I was never really terrified. Just... TIRED. Instead of thinking "OMG! I'm gonna DIE!" I was thinking "Son of a... can't SOMEONE drop a nuke in that fault line and stop these gotdang tsunamis? I'm TIRED!"

The last wave was the worst, though, it actually completely rolled the boat. I DO remember thinking "Ok. Wow. Well, this one is gonna finish us off."

And then my alarm went off.

So I turned off the alarm AND WENT RIGHT BACK INTO THE DREAM WHERE I LEFT OFF.

That never happens. Once you wake up from a dream, you're up.*

*Or so I thought

Apparently Subconscious wasn't quite done torturing me.

So I go back into the dream*

*and remember thinking IN THE DREAM "Wow... this is a long snooze button. Shouldn't it be going off soon?"

and SOMEHOW that wave DIDN'T kill me. I was given an option: Stick around and figure out the cause of all the waves, or evacuate. I distinctly remember thinking "Nuh-uh. I know what caused all this to happen. I wanna go HOME!"

Then CJ, bless her, came in and woke me up. The reason I heard no snooze button, apparently, was I turned the dang alarm OFF. Thank the Maker I had only slept an extra 7 minutes past when I HAD to be up.

I felt like DEATH, y'all. Felt like I had LITERALLY stood on the shores and battled tsunami, after tsunami, after tsunami.

So I did what any reasonable person would do. I got to work and Googled the shiznit outta "Tsunami Dreams." Here's the jist of what I came up with:

Water in dreams symbolizes emotions. Tsunamis represent repressed emotions which can no longer be held back, or an emotional situation which is about to burst into the waking world. The fact that I kept facing the tsunami over and over again indicates a way of dealing with whatever emotions it represents. (So either the emotions keep coming back or Ima stand there like the stubborn witch I am till they go away. Prolly both.) Apparently the height of the wave symbolizes the size of the problems or emotions (lil’ wave=lil problem etc). I guess a 100ft wave is nothing to sneeze at, but it’s not like it’s 2012 or The Day After Tomorrow sized, ya know? So it’s a problem that needs to be handled, but isn’t catastrophic.

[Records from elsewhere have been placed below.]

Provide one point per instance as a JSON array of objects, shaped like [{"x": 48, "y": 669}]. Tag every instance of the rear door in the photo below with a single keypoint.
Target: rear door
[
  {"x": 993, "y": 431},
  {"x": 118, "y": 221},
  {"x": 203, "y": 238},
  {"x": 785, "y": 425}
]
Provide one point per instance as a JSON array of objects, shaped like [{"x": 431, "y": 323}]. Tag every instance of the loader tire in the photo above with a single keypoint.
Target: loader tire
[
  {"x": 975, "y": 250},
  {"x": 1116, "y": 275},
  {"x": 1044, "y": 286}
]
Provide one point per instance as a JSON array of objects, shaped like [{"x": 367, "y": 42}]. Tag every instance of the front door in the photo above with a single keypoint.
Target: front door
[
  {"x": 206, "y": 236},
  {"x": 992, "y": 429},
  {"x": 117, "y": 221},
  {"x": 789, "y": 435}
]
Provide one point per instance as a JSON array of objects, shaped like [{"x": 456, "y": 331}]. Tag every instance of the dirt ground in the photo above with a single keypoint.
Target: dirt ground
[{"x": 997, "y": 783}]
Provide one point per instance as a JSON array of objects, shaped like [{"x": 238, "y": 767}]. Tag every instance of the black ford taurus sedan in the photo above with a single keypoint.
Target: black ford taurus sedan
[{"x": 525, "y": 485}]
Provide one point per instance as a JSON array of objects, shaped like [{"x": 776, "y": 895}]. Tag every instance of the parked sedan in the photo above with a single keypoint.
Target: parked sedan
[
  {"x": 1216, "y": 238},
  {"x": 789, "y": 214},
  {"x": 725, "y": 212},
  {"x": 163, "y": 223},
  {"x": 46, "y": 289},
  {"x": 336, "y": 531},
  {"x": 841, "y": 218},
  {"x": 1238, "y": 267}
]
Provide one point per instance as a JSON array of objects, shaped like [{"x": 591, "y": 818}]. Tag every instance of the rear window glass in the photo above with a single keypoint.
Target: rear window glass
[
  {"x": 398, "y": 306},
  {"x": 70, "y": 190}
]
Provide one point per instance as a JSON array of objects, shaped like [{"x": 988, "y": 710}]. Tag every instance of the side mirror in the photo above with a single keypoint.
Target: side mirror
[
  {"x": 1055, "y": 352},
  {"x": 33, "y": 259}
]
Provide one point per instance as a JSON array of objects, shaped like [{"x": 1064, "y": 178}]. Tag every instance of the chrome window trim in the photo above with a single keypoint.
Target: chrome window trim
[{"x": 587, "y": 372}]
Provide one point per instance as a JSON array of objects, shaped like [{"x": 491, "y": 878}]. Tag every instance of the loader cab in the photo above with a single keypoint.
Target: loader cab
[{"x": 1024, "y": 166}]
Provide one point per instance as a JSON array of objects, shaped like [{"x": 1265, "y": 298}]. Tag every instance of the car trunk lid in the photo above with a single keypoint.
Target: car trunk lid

*My* guess is being upset about that certain someone yesterday and last night contributed. The anger and irritation keep coming up over and over again, so I keep facing it over and over again (like the wave). I’m not sure if the wave means that I’ve been dealing with it for a long time or I’m GOING to be dealing with it for a long time. Either way. Clearly, it’s bugging me.

Another hypothesis (offered up by a dear friend) was that the height of the waves indicated the height of my emotional investment. I know I'm strong, so I face them. But I also know that by doing so, I'm going to get banged up pretty bad. I know I have to go through it though, so I stand alone and face it (which explains why I was the only one I knew in the dream).

I'd like to think that means I'm kinda bad ass. Messed up in the head, sure. But kinda bad ass. I didn't run from it, at least. I faced it down. Over and over and over again.

I welcome anyone's thoughts on this. I'm tired of mine. I've tried being logical, reasonable, negotiable... but my subconscious just won't let go. And I don't know how to make it.